‘White Rabbit, Red Rabbit’ actors describe dramatic demands of singular performance

 Actor David Morse paces the performance space at the Fringe Arts Building before his first and only performance of 'White Rabbit, Red Rabbit.' (Emma Lee/WHYY)

Actor David Morse paces the performance space at the Fringe Arts Building before his first and only performance of 'White Rabbit, Red Rabbit.' (Emma Lee/WHYY)

The main conceit of “White Rabbit, Red Rabbit,” one of the curated productions of the current Philadelphia Fringe Festival, is that the lone actor onstage has never seen the script until he or she walks onstage.

The stage manager hands the performer a sealed envelope containing a script about 48 pages long, and the action commences. 

A different actor steps onstage for each performance; all have sworn not to prepare or research anything about the play.

The mystery of the work is one of the ways the audience and the actor bind together as everyone in the room is discovering this play at the same time. Playwright Nassim Soleimanpour, an Iranian writer who is restricted from leaving his home country for reasons explained in the play, wrote the script as a kind of archaeological document — a message in a bottle — which the actor and the audience together must decipher.

  • WHYY thanks our sponsors — become a WHYY sponsor

We shan’t break that shell — it’s fragile integrity must remain intact for the play to work — but we can gauge the anxiety and rewards of this play by visiting the actors backstage immediately before and after their performances.


David Morse (“Treme,” “St. Elsewhere,” “12 Monkeys,” “The Green Mile”): “Listen, I know a little about the man, as most people know. I think. The whole thing seems incredibly mysterious.”

K.O. DelMarcelle (2014 Barrymore Award nominee for “Emma” at the Lantern Theater): “I signed on to do this a few months ago. It was whim. I was at a dinner party … a few glasses of wine in, and then here we are.”

Brian Anthony Wilson (“The Wire,” 2014 Shakespeare in Clark Park’s “Henry IV”): “Just to be open to what comes. One of the biggest tools an actor has is to listen and be present. This is a perfect chance for that, to be as present as I can be.”

DelMarcelle: “The closest thing this feels like is, a few months ago, I did stand-up comedy for the first time. That was really scary. That level of anxiety is where I’m at right now. I’m right there. Yeah.”

Wilson: “Little nervous. I have a little thing of Champagne. A little sip.”

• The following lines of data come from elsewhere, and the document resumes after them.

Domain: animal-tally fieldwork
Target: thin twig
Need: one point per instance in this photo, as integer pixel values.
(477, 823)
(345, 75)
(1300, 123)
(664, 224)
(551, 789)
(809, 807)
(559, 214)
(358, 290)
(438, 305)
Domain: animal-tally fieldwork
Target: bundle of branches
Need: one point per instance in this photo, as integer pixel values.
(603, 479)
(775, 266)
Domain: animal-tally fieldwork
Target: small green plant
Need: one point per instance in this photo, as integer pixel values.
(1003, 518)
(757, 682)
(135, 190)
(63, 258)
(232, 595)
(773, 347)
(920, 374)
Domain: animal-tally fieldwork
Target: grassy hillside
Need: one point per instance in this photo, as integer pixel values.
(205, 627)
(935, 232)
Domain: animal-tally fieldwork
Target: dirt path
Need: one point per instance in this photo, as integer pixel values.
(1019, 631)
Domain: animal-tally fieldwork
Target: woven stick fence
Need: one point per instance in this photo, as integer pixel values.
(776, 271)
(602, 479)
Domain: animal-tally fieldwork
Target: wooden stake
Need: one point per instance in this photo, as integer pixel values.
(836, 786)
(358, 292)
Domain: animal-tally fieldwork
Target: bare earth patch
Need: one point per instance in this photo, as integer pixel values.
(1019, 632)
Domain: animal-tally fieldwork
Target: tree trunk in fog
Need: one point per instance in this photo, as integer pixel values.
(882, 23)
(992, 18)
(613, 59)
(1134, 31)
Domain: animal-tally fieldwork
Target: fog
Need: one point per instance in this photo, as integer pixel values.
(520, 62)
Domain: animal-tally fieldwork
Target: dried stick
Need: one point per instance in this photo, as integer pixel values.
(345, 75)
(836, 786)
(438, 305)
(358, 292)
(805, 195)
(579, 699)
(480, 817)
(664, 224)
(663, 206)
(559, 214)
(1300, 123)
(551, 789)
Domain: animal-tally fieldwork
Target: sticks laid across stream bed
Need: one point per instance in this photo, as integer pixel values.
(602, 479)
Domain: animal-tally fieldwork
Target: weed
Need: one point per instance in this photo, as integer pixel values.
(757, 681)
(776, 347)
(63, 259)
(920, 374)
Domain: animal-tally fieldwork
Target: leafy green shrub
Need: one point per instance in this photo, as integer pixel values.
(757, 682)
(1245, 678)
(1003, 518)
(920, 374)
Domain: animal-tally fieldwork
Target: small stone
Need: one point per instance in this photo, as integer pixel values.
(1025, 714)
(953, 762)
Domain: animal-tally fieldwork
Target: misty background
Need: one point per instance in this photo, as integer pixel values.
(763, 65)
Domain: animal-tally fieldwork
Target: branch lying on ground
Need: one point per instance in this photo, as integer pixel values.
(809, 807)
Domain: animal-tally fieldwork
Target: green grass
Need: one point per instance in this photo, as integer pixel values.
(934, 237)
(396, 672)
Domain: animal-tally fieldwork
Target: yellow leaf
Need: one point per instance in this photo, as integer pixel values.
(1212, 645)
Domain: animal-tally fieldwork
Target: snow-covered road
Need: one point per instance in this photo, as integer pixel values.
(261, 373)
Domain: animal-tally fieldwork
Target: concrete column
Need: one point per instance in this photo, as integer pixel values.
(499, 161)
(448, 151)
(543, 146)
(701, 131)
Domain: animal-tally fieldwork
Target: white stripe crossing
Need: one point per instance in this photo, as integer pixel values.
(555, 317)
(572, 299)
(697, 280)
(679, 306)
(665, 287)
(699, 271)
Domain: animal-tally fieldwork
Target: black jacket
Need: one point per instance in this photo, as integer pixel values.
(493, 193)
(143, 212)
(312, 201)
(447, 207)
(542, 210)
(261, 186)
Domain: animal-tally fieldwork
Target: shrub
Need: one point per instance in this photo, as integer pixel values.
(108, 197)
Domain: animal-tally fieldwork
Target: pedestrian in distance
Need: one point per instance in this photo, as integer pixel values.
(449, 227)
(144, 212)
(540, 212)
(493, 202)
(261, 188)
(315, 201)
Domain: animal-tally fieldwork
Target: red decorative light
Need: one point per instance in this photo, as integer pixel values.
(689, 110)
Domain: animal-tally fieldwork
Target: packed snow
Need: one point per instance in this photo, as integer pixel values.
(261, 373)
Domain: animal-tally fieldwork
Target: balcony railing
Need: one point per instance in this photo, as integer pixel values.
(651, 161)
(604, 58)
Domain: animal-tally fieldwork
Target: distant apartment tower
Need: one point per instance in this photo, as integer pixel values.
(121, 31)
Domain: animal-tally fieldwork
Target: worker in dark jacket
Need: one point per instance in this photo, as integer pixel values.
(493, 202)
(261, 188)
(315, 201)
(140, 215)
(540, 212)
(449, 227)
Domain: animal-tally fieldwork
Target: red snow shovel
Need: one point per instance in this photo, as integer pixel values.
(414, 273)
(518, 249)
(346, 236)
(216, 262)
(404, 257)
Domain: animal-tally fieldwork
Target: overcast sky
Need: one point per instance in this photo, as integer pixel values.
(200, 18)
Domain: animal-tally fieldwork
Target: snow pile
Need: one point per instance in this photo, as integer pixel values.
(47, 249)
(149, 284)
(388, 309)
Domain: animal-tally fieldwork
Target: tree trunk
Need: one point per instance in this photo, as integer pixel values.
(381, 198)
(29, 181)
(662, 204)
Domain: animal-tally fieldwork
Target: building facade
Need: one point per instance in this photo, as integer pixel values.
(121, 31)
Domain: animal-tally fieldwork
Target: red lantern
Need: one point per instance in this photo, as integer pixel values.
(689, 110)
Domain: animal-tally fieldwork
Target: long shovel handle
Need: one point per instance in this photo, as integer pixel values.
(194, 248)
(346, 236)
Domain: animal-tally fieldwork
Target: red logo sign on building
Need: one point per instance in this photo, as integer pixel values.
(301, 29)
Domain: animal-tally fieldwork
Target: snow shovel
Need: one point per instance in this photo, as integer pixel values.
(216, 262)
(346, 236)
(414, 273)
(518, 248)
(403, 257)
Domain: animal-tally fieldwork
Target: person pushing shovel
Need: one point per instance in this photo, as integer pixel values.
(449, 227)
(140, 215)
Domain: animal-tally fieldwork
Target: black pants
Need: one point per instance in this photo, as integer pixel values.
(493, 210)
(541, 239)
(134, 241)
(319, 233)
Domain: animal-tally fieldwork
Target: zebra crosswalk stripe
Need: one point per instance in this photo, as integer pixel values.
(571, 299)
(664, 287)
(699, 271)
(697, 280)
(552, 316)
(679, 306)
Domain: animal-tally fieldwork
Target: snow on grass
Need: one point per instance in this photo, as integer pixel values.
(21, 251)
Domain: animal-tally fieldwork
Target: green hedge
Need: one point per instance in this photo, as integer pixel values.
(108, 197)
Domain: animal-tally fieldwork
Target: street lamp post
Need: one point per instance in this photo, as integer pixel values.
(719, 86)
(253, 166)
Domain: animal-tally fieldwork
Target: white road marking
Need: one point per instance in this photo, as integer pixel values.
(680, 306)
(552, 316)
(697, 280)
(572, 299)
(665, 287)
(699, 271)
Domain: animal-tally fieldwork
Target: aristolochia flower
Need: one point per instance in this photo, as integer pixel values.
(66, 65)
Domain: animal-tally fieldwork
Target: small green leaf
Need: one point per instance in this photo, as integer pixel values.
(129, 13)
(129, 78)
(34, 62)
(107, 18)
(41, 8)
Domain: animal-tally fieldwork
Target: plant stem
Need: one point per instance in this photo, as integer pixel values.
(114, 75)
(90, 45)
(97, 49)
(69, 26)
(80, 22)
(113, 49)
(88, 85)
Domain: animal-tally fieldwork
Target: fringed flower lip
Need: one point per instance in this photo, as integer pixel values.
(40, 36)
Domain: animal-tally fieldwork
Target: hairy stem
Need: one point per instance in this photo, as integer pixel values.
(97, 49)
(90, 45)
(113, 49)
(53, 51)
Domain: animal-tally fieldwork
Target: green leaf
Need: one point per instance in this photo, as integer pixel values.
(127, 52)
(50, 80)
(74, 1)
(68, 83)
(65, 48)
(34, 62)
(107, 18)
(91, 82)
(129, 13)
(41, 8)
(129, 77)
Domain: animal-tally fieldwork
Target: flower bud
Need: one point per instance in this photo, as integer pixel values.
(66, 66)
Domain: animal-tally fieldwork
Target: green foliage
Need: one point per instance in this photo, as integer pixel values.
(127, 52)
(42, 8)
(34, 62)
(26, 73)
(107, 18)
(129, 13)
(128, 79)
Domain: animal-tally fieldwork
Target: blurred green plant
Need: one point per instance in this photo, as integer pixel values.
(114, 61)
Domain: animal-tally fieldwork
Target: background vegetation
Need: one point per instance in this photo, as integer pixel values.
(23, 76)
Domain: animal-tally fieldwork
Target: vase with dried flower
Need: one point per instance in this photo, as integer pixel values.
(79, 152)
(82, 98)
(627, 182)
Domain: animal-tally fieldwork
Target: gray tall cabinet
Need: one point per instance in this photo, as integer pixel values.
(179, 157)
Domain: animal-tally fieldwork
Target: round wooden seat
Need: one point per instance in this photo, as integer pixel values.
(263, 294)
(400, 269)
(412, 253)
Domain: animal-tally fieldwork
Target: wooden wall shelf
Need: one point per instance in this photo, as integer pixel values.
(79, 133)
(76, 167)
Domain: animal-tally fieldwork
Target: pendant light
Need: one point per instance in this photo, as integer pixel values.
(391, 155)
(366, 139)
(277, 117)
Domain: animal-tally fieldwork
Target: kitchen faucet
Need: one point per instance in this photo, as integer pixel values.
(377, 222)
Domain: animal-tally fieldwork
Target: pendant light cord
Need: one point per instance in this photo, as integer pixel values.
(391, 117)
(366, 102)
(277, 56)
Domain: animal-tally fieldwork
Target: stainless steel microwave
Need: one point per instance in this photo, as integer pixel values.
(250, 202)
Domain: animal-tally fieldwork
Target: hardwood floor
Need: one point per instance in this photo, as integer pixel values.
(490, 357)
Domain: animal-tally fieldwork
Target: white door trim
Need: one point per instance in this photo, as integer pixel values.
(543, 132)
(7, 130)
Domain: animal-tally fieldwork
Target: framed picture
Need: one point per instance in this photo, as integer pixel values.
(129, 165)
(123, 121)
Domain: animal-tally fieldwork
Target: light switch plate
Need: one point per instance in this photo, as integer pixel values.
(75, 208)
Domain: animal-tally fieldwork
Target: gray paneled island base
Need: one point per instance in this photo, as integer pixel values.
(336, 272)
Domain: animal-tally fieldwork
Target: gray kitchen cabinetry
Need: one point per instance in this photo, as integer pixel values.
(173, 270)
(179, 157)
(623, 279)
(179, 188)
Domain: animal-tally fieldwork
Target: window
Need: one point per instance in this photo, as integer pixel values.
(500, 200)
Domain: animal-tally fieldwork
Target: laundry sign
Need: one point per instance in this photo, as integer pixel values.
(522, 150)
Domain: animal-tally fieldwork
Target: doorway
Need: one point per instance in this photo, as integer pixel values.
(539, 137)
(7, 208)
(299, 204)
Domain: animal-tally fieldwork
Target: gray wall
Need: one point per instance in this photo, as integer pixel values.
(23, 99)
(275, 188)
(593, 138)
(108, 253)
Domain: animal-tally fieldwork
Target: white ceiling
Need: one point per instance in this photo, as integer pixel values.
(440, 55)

Morse: “The circumstances of this playwright are very compelling, living in a country where he is either not allowed to express himself, or be very careful about how he expresses himself. … I also think it’s an adventure. I just like the adventure of it.”


Wilson: “I feel drained.”

DelMarcelle: “It was really cool. I haven’t done anything like that before. It moved me. I wasn’t expecting to be moved. It was really powerful, in a fun way. That’s hard to do.”

Morse: “I almost wish I wasn’t an actor. I wish I was more raw. It would be interesting to see it with people who are not actors, who do not have a facility for being up there on stage.”

Wilson: “I didn’t nail it. No. I would have done things differently, but you don’t have that luxury. I just hope I served the writer’s intent. There is no director, just the writer’s words and me. And the audience.”

DelMarcelle: “Nassim Soleimanpour is aware of how the actor is feeling, and is really empathetic and created a situation in which you can’t fail. If you show up, you can’t fail.”

Morse: “I want to — most actors want to bring as truthfully something to light as you can. At the end of the day you’re always limited by ‘It’s still me.’ You know, it’s me in this body; I’m not truly that person. I truly wanted to have him represented. But he’s done it in such a theatrical way, it gives permission for it to be theatrical, to be an actor.”